All in all, consumers should just be conscientious about their spending in relation to consumption from Jay’s point of view. “That’s why from the very beginning we never think about disposable clothing. Why are we making clothes at such a high value at such a high quality? We want people to keep the clothing for season after season. That’s why we don’t follow trends. That’s why we follow your needs as a consumer. People tell us what they’re wanting in life. We take that as inspiration then we create visions around that.”

Well and good as that ethos is, reminded of the volume of products that Uniqlo puts out, Jay said, “That’s a challenge of course.”

The amazing amount of products on display in Uniqlo stores certainly tempt purchases. Acknowledging that range, Jay countered, “We have, but we’ve also cut down on some of those selections as well. We’ve cut down the skus quite frankly. We’re very mindful of that. But we also are very good about speaking with the consumers. We have a thing called ‘VOC,’ Voice of the Customer. That is a daily, almost hourly thing that this company does worldwide. Worldwide. We are constantly taking the feedback from the customer.”

Asked about cynics, who might view the introduction of Peace For All as a way to make Uniqlo’s growth more palatable, Jay quickly replied,   “They have their place in the world and are here to prove them wrong. So we’ll see how we do.”
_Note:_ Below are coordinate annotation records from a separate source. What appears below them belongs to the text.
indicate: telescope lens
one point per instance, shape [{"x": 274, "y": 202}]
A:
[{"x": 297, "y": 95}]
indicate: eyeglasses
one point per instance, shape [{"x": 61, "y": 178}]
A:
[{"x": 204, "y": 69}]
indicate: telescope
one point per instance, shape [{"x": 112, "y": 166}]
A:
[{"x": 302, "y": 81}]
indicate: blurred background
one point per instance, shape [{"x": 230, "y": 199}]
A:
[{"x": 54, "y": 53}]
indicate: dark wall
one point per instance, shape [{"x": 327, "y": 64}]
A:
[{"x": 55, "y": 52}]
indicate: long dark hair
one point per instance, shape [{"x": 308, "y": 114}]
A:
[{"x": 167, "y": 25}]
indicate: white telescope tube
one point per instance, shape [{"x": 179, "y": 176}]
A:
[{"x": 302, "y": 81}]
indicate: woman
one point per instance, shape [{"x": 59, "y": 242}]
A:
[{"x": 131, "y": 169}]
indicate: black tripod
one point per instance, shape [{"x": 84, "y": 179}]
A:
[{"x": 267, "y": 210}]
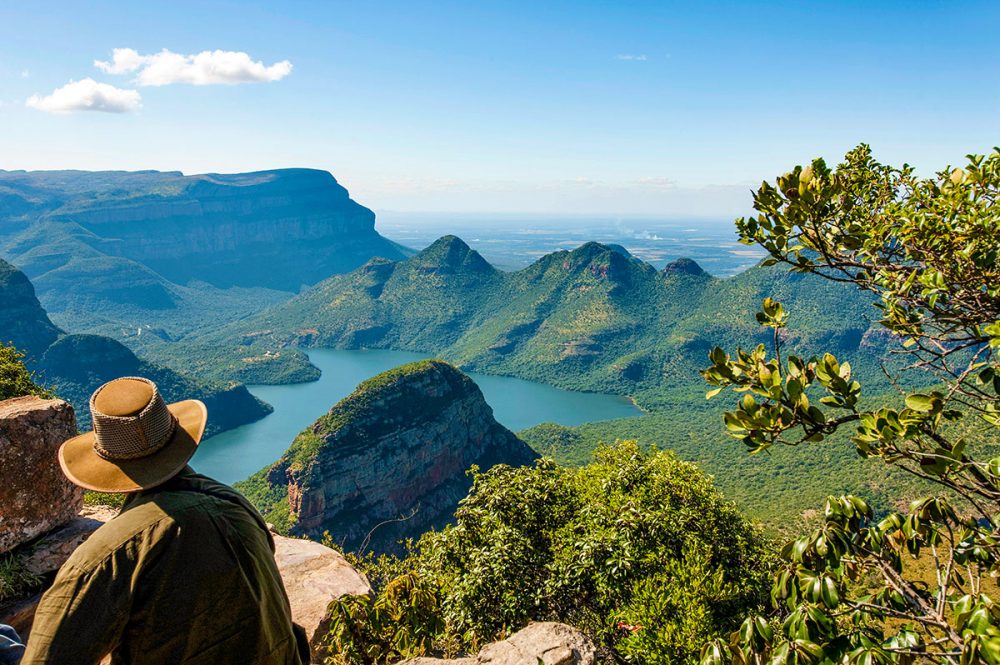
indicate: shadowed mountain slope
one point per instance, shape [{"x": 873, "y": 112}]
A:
[
  {"x": 73, "y": 366},
  {"x": 391, "y": 456},
  {"x": 593, "y": 318}
]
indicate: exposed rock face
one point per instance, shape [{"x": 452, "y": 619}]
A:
[
  {"x": 540, "y": 643},
  {"x": 315, "y": 575},
  {"x": 81, "y": 363},
  {"x": 34, "y": 495},
  {"x": 398, "y": 447},
  {"x": 23, "y": 322},
  {"x": 278, "y": 229},
  {"x": 77, "y": 364}
]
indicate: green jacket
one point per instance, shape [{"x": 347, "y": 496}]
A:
[{"x": 184, "y": 574}]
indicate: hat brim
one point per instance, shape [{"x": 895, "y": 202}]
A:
[{"x": 84, "y": 467}]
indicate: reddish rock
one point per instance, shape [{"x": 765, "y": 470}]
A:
[
  {"x": 314, "y": 575},
  {"x": 544, "y": 643},
  {"x": 35, "y": 497}
]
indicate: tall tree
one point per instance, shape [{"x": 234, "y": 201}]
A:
[{"x": 913, "y": 584}]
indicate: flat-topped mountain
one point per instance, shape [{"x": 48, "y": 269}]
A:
[
  {"x": 114, "y": 246},
  {"x": 594, "y": 318},
  {"x": 397, "y": 448},
  {"x": 75, "y": 365}
]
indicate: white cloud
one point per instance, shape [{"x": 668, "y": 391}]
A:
[
  {"x": 205, "y": 68},
  {"x": 87, "y": 95},
  {"x": 656, "y": 182}
]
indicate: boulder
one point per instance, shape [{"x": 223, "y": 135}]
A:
[
  {"x": 544, "y": 643},
  {"x": 314, "y": 575},
  {"x": 35, "y": 497}
]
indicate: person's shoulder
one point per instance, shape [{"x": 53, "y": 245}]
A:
[{"x": 135, "y": 526}]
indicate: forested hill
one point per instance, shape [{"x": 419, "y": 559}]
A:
[
  {"x": 73, "y": 366},
  {"x": 168, "y": 251},
  {"x": 594, "y": 318}
]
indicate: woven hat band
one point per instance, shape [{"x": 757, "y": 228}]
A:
[{"x": 132, "y": 436}]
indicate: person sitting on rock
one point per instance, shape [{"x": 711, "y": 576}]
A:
[{"x": 184, "y": 574}]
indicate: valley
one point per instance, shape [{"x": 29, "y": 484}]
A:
[{"x": 517, "y": 404}]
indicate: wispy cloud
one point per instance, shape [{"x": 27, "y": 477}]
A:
[
  {"x": 205, "y": 68},
  {"x": 87, "y": 95},
  {"x": 656, "y": 182}
]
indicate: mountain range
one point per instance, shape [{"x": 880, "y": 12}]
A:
[
  {"x": 164, "y": 253},
  {"x": 594, "y": 318},
  {"x": 74, "y": 365},
  {"x": 388, "y": 461}
]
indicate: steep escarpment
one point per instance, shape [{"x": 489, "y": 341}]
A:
[
  {"x": 23, "y": 322},
  {"x": 278, "y": 229},
  {"x": 118, "y": 251},
  {"x": 391, "y": 455},
  {"x": 73, "y": 366}
]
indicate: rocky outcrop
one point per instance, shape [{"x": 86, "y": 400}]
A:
[
  {"x": 389, "y": 461},
  {"x": 34, "y": 495},
  {"x": 75, "y": 365},
  {"x": 314, "y": 575},
  {"x": 539, "y": 644},
  {"x": 279, "y": 229}
]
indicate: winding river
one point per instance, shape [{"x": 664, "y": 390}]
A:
[{"x": 517, "y": 404}]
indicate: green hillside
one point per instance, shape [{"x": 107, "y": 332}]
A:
[
  {"x": 592, "y": 319},
  {"x": 121, "y": 253},
  {"x": 72, "y": 366}
]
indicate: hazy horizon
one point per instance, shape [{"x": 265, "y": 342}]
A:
[{"x": 631, "y": 109}]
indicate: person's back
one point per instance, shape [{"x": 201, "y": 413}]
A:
[{"x": 185, "y": 574}]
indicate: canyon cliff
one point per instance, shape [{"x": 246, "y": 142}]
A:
[
  {"x": 389, "y": 461},
  {"x": 121, "y": 253},
  {"x": 73, "y": 366}
]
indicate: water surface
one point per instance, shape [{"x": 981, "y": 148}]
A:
[{"x": 517, "y": 404}]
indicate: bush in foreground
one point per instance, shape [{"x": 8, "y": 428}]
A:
[{"x": 637, "y": 549}]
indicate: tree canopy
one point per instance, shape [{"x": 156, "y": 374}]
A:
[
  {"x": 637, "y": 549},
  {"x": 15, "y": 379},
  {"x": 916, "y": 583}
]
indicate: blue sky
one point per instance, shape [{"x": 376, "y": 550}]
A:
[{"x": 626, "y": 108}]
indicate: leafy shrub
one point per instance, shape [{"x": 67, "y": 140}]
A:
[
  {"x": 857, "y": 589},
  {"x": 15, "y": 379},
  {"x": 636, "y": 549}
]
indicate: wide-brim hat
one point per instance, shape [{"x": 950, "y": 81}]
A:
[{"x": 138, "y": 441}]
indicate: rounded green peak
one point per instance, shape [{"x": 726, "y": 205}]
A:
[
  {"x": 452, "y": 252},
  {"x": 684, "y": 267}
]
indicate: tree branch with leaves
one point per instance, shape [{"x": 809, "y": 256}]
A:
[{"x": 852, "y": 591}]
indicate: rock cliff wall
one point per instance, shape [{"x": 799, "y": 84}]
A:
[
  {"x": 278, "y": 229},
  {"x": 393, "y": 455},
  {"x": 34, "y": 495},
  {"x": 73, "y": 366}
]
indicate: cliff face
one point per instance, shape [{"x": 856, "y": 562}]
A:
[
  {"x": 75, "y": 365},
  {"x": 277, "y": 229},
  {"x": 23, "y": 322},
  {"x": 110, "y": 248},
  {"x": 398, "y": 447}
]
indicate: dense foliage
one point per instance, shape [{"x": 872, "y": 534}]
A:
[
  {"x": 637, "y": 549},
  {"x": 15, "y": 379},
  {"x": 783, "y": 489},
  {"x": 857, "y": 589}
]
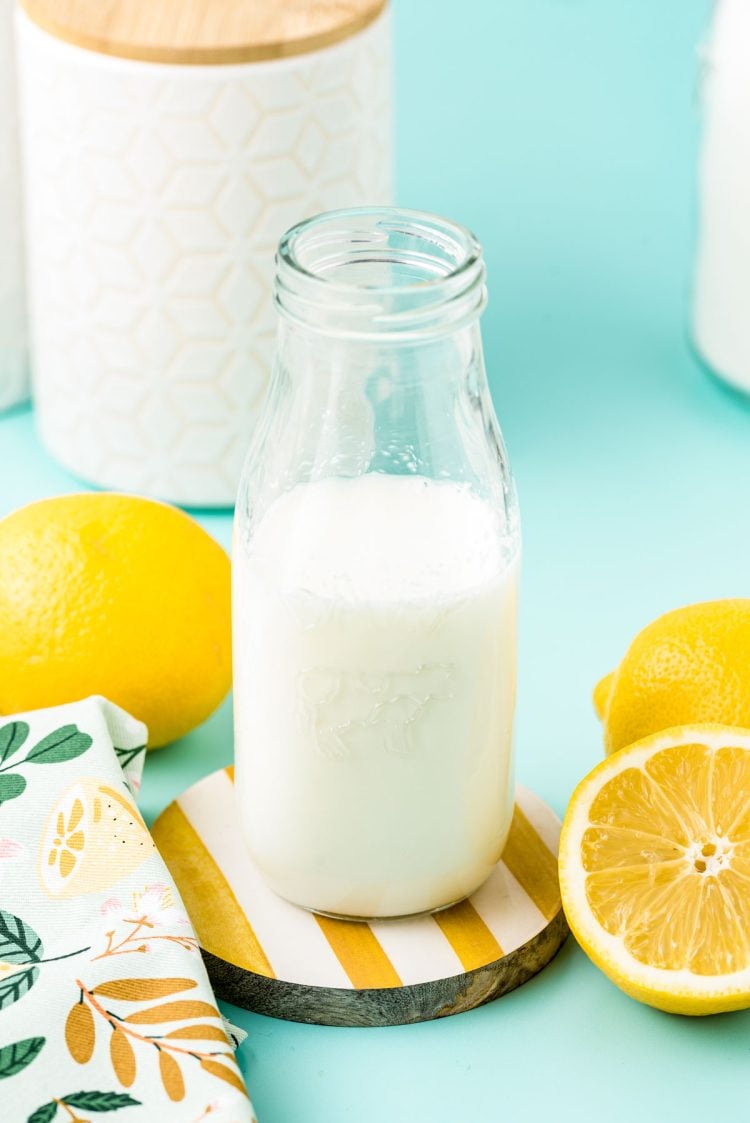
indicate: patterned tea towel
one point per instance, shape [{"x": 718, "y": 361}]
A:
[{"x": 104, "y": 1003}]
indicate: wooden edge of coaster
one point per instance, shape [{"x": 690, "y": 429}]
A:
[{"x": 404, "y": 1005}]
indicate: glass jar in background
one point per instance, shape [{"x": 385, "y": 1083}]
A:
[
  {"x": 14, "y": 357},
  {"x": 375, "y": 569},
  {"x": 721, "y": 323}
]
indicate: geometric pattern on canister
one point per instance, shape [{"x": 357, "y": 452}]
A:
[{"x": 156, "y": 195}]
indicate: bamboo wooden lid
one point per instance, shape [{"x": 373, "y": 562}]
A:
[{"x": 202, "y": 32}]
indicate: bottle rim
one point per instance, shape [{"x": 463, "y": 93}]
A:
[{"x": 376, "y": 272}]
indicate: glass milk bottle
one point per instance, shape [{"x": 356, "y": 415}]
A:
[{"x": 375, "y": 571}]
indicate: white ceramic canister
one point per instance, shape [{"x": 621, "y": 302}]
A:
[
  {"x": 14, "y": 380},
  {"x": 721, "y": 308},
  {"x": 166, "y": 149}
]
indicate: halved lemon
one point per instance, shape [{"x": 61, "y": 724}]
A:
[
  {"x": 655, "y": 868},
  {"x": 94, "y": 836}
]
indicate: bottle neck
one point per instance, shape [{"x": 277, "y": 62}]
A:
[{"x": 377, "y": 275}]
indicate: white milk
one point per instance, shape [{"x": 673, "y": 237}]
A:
[{"x": 374, "y": 690}]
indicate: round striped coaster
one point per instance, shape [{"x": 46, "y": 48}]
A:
[{"x": 274, "y": 958}]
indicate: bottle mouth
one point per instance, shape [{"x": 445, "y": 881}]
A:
[{"x": 376, "y": 272}]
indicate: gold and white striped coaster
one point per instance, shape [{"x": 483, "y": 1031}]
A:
[{"x": 274, "y": 958}]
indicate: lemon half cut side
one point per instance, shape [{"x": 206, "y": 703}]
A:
[{"x": 655, "y": 868}]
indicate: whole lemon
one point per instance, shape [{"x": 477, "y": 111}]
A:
[
  {"x": 117, "y": 595},
  {"x": 689, "y": 666}
]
Mention of how the retailer recently announced plans to increase prices for select fall and winter styles (due to rising costs for distribution and raw materials), Jay said, “We have to respond. We have to be true to our roots and our DNA. Again, [the question is] ‘How do we continue to make the highest possible quality of experiences, which means stores and everything — online, offline — for the greatest number of people. That’s the point — the greatest number of people. That’s our challenge and an ongoing challenge.”